If offered a full-ride scholarship to Brown, Escobedo said she would come “in a heartbeat.”

“To get to be here for free, and my house is down the street? I could have my Spanish food, and then I could get to take art classes,” she said. Escobedo, like approximately 75 percent of ACE students, comes from a Latinx family.

But for V-Dub worker and ACE senior Miguel Medrano, attending Brown felt out of reach. “I’ve always wanted to come here, (but) I knew I wouldn’t get in,” he said. Medrano didn’t apply to Brown because he thought that “there was no point,” he said. In the fall, Medrano plans to study nursing at CCRI.

In addition to financial and academic barriers, diversity plays a role in dissuading students from applying to the school where they come to work every single week.

ACE senior Jessica Polanco works at the V-Dub, where “the diversity rate … is concerning,” she said. “I don’t see anyone that’s like me.”

Polanco, the daughter of Dominican immigrants, is thinking of attending Providence College in the fall, where she would study political science.

She was interested in applying to Brown but missed the deadline, she said. “I feel like I would never get in because it’s too expensive, and also it’s the Ivy League,” she added.

But even if working for BDS doesn’t motivate students to apply to Brown, it may affect how they think about college in general, Toledo-Vickers said. “It makes (college) a reality for them,” she said. “It exposes them to that environment.”

In addition to allowing students to see life on a college campus, the job also serves as motivation, a number of ACE students said.
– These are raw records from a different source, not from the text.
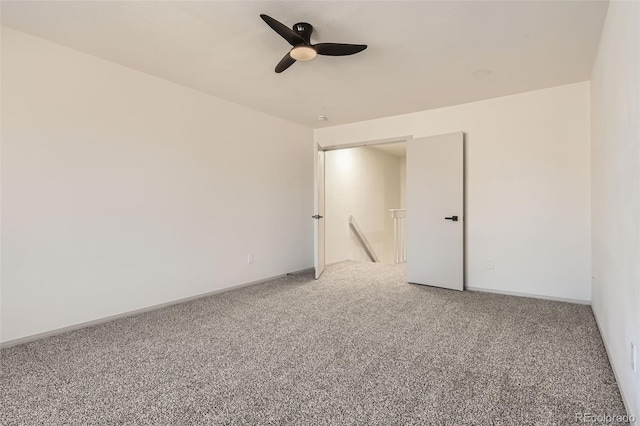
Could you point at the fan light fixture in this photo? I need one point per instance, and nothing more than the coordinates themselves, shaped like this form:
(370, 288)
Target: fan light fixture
(303, 53)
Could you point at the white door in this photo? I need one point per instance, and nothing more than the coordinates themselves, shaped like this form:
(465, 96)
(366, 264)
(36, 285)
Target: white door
(435, 206)
(318, 227)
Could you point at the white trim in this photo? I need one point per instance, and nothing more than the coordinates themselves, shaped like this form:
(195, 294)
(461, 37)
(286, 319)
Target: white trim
(91, 323)
(339, 261)
(533, 296)
(625, 401)
(397, 139)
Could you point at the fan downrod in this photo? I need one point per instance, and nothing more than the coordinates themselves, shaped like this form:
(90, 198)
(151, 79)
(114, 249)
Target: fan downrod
(304, 29)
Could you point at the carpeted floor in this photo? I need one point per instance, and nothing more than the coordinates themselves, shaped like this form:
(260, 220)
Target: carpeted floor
(359, 346)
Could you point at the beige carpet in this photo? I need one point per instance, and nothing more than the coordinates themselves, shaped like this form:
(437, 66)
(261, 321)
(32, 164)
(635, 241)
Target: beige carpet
(359, 346)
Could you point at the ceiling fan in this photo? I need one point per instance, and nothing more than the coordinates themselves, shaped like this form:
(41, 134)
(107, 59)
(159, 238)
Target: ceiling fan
(300, 38)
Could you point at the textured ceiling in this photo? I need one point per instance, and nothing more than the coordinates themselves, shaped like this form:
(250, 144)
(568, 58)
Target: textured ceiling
(421, 55)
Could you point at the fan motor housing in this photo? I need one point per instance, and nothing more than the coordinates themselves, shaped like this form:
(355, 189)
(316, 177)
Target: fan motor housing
(304, 29)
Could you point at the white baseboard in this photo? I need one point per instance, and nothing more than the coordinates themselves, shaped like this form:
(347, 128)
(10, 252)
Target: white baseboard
(625, 400)
(50, 333)
(339, 261)
(533, 296)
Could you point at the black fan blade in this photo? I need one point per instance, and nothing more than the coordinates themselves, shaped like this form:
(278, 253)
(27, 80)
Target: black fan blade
(338, 49)
(287, 33)
(284, 63)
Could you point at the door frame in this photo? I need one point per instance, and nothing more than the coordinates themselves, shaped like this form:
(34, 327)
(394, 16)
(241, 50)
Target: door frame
(317, 190)
(406, 138)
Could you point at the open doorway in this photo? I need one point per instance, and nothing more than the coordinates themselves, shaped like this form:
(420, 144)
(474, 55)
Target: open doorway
(365, 185)
(365, 194)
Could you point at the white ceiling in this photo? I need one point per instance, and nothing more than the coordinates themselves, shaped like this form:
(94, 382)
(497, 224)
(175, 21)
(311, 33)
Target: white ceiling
(421, 55)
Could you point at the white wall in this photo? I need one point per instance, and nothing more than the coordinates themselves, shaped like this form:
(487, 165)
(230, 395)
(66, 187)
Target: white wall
(403, 183)
(528, 192)
(122, 191)
(615, 168)
(364, 183)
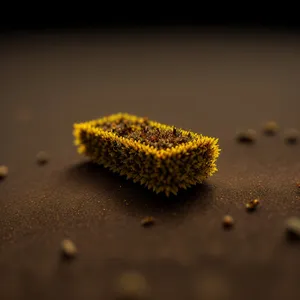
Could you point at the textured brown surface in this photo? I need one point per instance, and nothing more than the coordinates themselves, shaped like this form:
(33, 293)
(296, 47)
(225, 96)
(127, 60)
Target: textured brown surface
(211, 84)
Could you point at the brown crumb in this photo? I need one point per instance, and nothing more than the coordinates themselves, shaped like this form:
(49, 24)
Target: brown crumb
(3, 171)
(68, 248)
(252, 205)
(292, 136)
(147, 221)
(228, 221)
(248, 136)
(42, 158)
(271, 128)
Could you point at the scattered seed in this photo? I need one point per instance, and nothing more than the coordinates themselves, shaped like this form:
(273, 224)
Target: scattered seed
(3, 172)
(42, 158)
(69, 249)
(132, 285)
(293, 226)
(248, 136)
(228, 221)
(292, 136)
(252, 205)
(148, 221)
(270, 128)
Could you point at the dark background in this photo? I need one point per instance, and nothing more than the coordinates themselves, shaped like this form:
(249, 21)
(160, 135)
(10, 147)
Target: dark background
(208, 74)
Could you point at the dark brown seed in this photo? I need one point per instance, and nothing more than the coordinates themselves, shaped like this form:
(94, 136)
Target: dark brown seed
(271, 128)
(148, 221)
(228, 221)
(68, 248)
(3, 172)
(42, 158)
(248, 136)
(252, 205)
(292, 136)
(293, 227)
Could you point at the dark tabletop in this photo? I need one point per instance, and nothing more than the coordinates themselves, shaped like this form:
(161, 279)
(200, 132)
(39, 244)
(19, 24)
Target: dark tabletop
(213, 84)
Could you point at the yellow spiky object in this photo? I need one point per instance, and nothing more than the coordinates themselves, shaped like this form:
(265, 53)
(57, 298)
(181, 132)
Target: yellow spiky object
(170, 159)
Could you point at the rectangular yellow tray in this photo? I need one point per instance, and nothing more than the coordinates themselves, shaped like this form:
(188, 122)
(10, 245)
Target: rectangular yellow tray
(163, 158)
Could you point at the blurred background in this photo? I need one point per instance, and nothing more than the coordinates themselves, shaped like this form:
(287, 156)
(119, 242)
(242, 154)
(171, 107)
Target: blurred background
(214, 71)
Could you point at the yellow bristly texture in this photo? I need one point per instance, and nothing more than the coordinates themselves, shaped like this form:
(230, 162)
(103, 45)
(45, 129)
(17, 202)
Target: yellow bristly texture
(161, 170)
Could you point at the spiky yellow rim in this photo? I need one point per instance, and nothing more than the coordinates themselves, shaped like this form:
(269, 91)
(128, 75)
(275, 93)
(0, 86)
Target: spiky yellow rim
(197, 146)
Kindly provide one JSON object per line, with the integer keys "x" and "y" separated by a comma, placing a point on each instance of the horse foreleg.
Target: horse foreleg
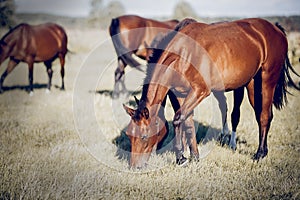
{"x": 191, "y": 101}
{"x": 30, "y": 77}
{"x": 238, "y": 96}
{"x": 222, "y": 102}
{"x": 11, "y": 65}
{"x": 62, "y": 70}
{"x": 265, "y": 117}
{"x": 119, "y": 79}
{"x": 190, "y": 133}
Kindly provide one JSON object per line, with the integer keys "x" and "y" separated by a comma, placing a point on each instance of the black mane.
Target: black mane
{"x": 156, "y": 54}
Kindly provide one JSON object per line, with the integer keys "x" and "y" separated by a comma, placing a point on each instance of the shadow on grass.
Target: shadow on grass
{"x": 110, "y": 93}
{"x": 24, "y": 87}
{"x": 204, "y": 134}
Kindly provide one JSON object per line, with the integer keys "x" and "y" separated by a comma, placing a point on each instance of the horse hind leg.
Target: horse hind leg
{"x": 262, "y": 99}
{"x": 48, "y": 65}
{"x": 222, "y": 103}
{"x": 238, "y": 96}
{"x": 61, "y": 57}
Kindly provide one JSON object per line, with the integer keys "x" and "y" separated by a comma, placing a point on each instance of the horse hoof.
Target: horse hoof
{"x": 260, "y": 155}
{"x": 48, "y": 91}
{"x": 183, "y": 161}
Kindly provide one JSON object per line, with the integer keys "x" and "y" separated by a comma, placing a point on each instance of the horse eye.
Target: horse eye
{"x": 156, "y": 123}
{"x": 144, "y": 137}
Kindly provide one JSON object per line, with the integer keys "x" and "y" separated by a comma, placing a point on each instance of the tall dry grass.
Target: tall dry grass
{"x": 43, "y": 155}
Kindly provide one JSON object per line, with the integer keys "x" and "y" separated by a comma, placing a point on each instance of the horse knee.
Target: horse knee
{"x": 119, "y": 74}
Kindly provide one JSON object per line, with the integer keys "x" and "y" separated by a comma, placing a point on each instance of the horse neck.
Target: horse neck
{"x": 154, "y": 97}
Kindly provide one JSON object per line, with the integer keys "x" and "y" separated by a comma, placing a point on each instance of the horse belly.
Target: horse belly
{"x": 46, "y": 50}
“Working here made me realize that you should do something with your life, so you don’t end up working at a place like this,” Liranzo said. “This is okay for now, … (but) if 16-year-olds can do the job that you’re doing, then it doesn’t really require a lot,” she said.

ACE students work alongside full-time BDS employees, whom they refer to as “red shirts” because of the red polos that serve as their uniform.
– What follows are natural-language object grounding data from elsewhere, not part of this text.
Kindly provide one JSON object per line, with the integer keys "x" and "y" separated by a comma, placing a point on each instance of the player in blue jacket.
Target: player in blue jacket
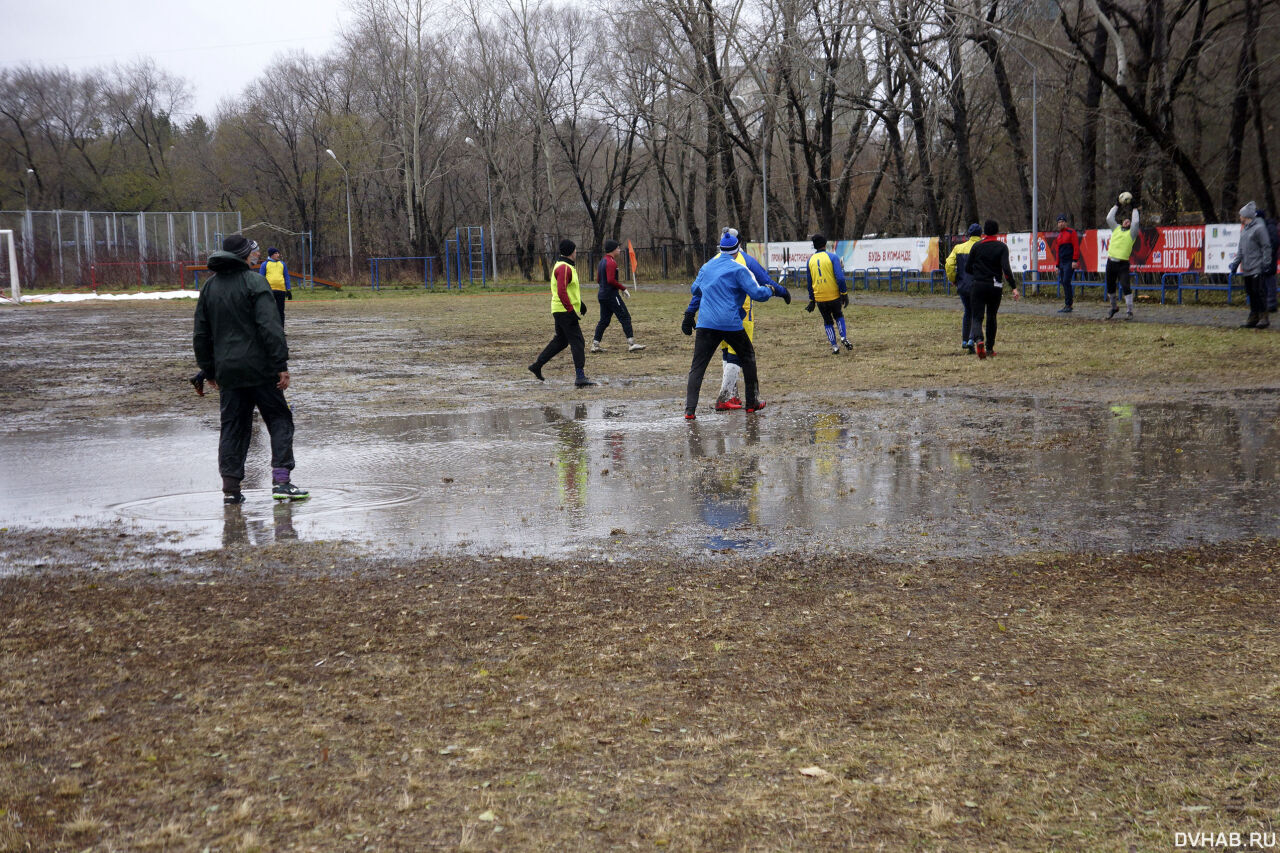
{"x": 722, "y": 284}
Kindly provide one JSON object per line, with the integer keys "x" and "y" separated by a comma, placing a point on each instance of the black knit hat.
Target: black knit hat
{"x": 238, "y": 245}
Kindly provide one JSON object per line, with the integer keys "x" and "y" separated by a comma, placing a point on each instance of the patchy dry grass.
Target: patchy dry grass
{"x": 1051, "y": 702}
{"x": 439, "y": 351}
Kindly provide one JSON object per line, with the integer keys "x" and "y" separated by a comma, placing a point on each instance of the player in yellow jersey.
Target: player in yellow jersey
{"x": 827, "y": 292}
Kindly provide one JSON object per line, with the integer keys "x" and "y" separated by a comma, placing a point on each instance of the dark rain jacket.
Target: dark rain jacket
{"x": 238, "y": 337}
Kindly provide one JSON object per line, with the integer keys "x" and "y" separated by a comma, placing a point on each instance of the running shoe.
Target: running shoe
{"x": 288, "y": 492}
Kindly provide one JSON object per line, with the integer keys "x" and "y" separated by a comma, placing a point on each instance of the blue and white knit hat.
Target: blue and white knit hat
{"x": 728, "y": 240}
“I see some of the red shirts that are here, and I don’t want to be that when I’m older,” Candelier said.

For others, the job simply reinforces what they already knew. “You see your parents with dead-end jobs, living paycheck to paycheck, and you know you don’t want to live like that,” Escobedo said.

Escobedo’s father worked as a Providence laborer but is now unemployed. Her mother works as a clerk, and various other family members work in factories, she said.

“The adults at Brown are very much mentors to these kids,” Toledo-Vickers said, adding that the red shirts will often say things to them like, “You don’t want to do this for the rest of your life? Make sure you graduate high school. Make sure you get an education and have a profession.”

Along with the red shirts, ACE students interact with Brown students who dine in the facilities, though there is not a lot of conversation that occurs between these two similarly aged groups.

Students seem to be in dining halls “with one motive — to eat — and everyone else is just invisible unless (they) need help,” Polanco said.

Oftentimes, people don’t realize that they are high school students but assume they are older, full-time employees like the red shirts, Liranzo said.

Next month, Toledo-Vickers will begin the process of promoting the job program at ACE and accepting applications for next year’s BDS workers. “I promote the program widely so the kids who don’t get it know what they have to do to turn it around for the next year,” she said.

September will bring around 20 students from ACE to Brown as BDS workers, but no ACE students will join the University as college students. Of the 38 current seniors at ACE, not one applied to Brown, McKenna said.